Since we’re self employed, I was able to pick our insurance, and after much research, I chose the plan that was most likely to offer coverage for out of state in this scenario.  As soon as Zane came home, I started working on getting Boston approved for coverage.  That was 16 months ago.  SIXTEEN MONTHS.

I hit wall after wall.  The first thing I knew to ask for was a specific agent to work with throughout the process.  It gets messy having to explain the parts or all of the situation over and over.  Each person just assumed I was a crazy mom who insisted on taking my kid several states away when I could just go to the local childrens hospital.

But even though it was a written law that they must provide someone to handle our case, it wasn’t provided.  I was considered crazy and over the top for asking.  Each person I talked to acted like I was speaking another language, and then finally suggested a _______ (fill in the blank), the new term they gave me for what job title I was looking for.  Except each person gave me a different job title to ask for.  One person tried to get me a counseling appointment with a local mental health counselor.  Honey, I do need that after talking to insurance for 6 hours straight, but that’s not my focus at this moment.  She wasn’t trying to be mean, that’s literally what she thought I was asking for. 🙁  Or maybe she was trying to be mean.  I’m not sure anymore.

The bills started rolling in.  Our medical bills quickly climbed to $50,000 after insurance paid.  We persisted.  Our lawyer got involved (it was the same lawyer from whom we’d sought form i-601A provisional waiver professional help).  Our congressman got involved.  We finally got a direct line and a person to talk to.  Well… a person to leave a voicemail with.  But it was something.

SIX MORE MONTHS later, we finally got through all the red tape, the lies, and our insurance company agreed to pay for Zane’s surgery at the in-network rate, which saved us $21,500.

I don’t say all this to smear the insurance company’s name (which is why I’m not sharing it).  I say it so that if you’re dealing with this, know that victory can come.  It’s not hopeless.

Many times I wondered if I should have just accepted the original payment from insurance and spent my time getting a second job to cover the $21,500.  Surely I could have made that much by now if I had spent all that time working instead of on the phone with insurance! I would like to thank Stephen Babcock who helped us understand the law and pushed the insurance agency to pay the money for Zane’s surgery.

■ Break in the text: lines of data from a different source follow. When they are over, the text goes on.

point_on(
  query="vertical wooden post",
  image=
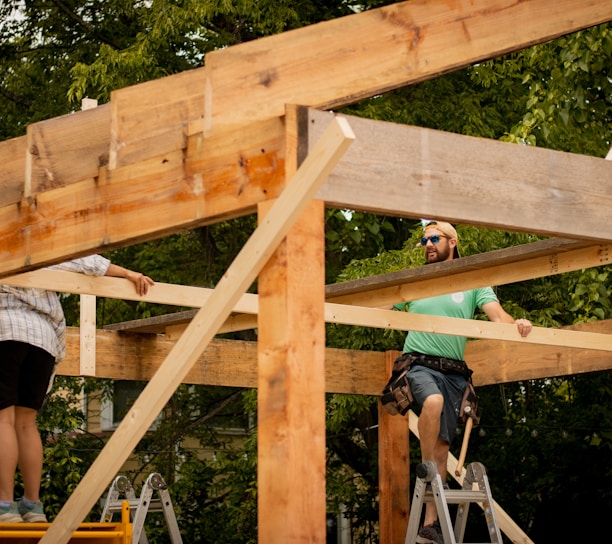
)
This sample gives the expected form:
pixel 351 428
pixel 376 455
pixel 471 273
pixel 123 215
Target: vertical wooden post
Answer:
pixel 87 328
pixel 394 471
pixel 291 379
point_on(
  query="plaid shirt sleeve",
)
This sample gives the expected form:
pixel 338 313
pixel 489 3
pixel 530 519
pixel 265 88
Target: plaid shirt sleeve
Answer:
pixel 35 316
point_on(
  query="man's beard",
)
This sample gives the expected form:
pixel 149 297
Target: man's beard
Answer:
pixel 439 255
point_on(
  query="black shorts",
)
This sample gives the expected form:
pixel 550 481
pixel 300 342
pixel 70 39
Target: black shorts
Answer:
pixel 425 381
pixel 25 374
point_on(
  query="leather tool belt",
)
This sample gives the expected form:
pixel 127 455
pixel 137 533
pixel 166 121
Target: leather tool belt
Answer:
pixel 397 397
pixel 441 364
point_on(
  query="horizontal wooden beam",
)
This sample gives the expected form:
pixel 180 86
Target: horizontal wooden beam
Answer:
pixel 154 197
pixel 231 363
pixel 344 60
pixel 334 313
pixel 128 356
pixel 500 267
pixel 416 172
pixel 170 146
pixel 471 328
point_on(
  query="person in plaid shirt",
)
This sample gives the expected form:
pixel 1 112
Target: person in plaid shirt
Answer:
pixel 32 343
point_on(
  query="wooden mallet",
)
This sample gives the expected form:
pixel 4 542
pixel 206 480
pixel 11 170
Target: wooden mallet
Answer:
pixel 469 422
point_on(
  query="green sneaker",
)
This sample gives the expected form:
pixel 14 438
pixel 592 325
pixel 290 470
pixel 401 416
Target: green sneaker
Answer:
pixel 33 513
pixel 10 514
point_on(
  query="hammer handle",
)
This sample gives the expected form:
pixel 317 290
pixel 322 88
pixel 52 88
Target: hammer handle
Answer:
pixel 466 439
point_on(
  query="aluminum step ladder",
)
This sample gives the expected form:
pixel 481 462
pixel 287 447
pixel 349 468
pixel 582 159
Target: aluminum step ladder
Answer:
pixel 430 488
pixel 140 506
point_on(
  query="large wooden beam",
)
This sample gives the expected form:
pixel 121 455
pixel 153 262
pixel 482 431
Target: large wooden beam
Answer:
pixel 234 363
pixel 142 201
pixel 351 58
pixel 436 174
pixel 226 173
pixel 499 267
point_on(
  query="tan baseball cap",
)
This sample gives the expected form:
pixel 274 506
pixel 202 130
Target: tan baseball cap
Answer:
pixel 448 230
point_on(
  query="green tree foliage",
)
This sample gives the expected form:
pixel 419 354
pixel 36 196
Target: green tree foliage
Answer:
pixel 535 434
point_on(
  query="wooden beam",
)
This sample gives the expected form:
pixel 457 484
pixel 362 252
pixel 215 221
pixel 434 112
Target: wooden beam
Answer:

God is so faithful.  But perhaps the hardest part of it all was knowing that God’s faithfulness didn’t mean that insurance would do what we asked.  It didn’t mean that insurance would do what was right.  It didn’t even mean that Zane would survive surgery.  Sometimes His answer is no, and sometimes His answer is wait, and other times His answer is that He’ll provide in another way.

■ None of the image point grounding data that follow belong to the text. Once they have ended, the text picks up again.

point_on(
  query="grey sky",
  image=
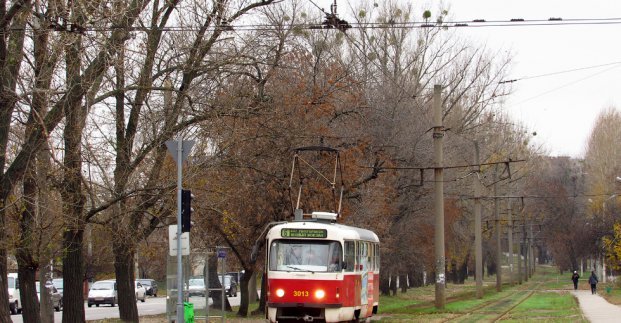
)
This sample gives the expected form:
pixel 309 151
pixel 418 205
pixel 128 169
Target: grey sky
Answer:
pixel 561 108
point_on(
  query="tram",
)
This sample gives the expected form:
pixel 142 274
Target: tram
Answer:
pixel 321 271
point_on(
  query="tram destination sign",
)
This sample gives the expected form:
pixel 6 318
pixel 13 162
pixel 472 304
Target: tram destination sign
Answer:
pixel 304 233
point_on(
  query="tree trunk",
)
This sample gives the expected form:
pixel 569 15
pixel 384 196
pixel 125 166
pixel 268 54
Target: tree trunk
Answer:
pixel 245 297
pixel 26 264
pixel 28 293
pixel 252 288
pixel 123 268
pixel 384 283
pixel 46 306
pixel 403 283
pixel 73 274
pixel 393 285
pixel 214 282
pixel 263 299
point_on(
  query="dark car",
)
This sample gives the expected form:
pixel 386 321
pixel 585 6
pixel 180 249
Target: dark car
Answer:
pixel 230 285
pixel 55 297
pixel 237 276
pixel 150 285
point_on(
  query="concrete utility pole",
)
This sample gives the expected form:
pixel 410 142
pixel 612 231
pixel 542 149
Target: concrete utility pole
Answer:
pixel 510 238
pixel 525 248
pixel 498 235
pixel 519 243
pixel 531 243
pixel 477 223
pixel 438 138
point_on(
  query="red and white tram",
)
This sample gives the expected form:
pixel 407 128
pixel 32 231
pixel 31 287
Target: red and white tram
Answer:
pixel 318 270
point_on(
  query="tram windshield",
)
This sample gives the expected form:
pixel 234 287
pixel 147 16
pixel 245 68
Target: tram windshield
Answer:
pixel 306 255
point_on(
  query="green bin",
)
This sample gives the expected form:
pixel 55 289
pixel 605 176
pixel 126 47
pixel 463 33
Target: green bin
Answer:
pixel 188 312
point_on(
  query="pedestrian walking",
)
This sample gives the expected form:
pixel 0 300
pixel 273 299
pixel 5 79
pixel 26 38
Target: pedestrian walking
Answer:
pixel 593 281
pixel 575 278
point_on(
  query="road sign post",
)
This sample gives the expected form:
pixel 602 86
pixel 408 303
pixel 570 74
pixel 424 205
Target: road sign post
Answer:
pixel 179 150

After I got the call from our insurance that they had made a decision favorable to us, I thought I’d feel a huge wave of relief, get up and dance, or scream at the top of my lungs.  I didn’t do any of that.  I honestly didn’t feel any different.

I was surprised at my reaction, but I also love it.  We truly have been forced to rely on God through all of this.  It was easy at first because we knew absolutely that He had asked us to adopt Zane.  So if He gives us this task, then He will certainly provide everything we need for the task.  We had already learned our lesson, and had already had to have the faith.  We weren’t worried about the money because although we didn’t want to deal with it, we knew that God would provide in miraculous ways.  And indeed, He has!

But if I’m being honest, around the 12 month mark, I was wearing down.  I was frustrated.  I just wanted it to be over.

Which is soooo petty when you compare it to other difficult things in life.

But here we are.  This part of the journey is over.  There are two more surgeries that need to be done, which means we may face this journey two more times.  This time we have a different insurance company, so we are starting from the very beginning all over again.

God is good.  God is faithful.  Even if the answer is no. Even if He provides in a way we don’t want.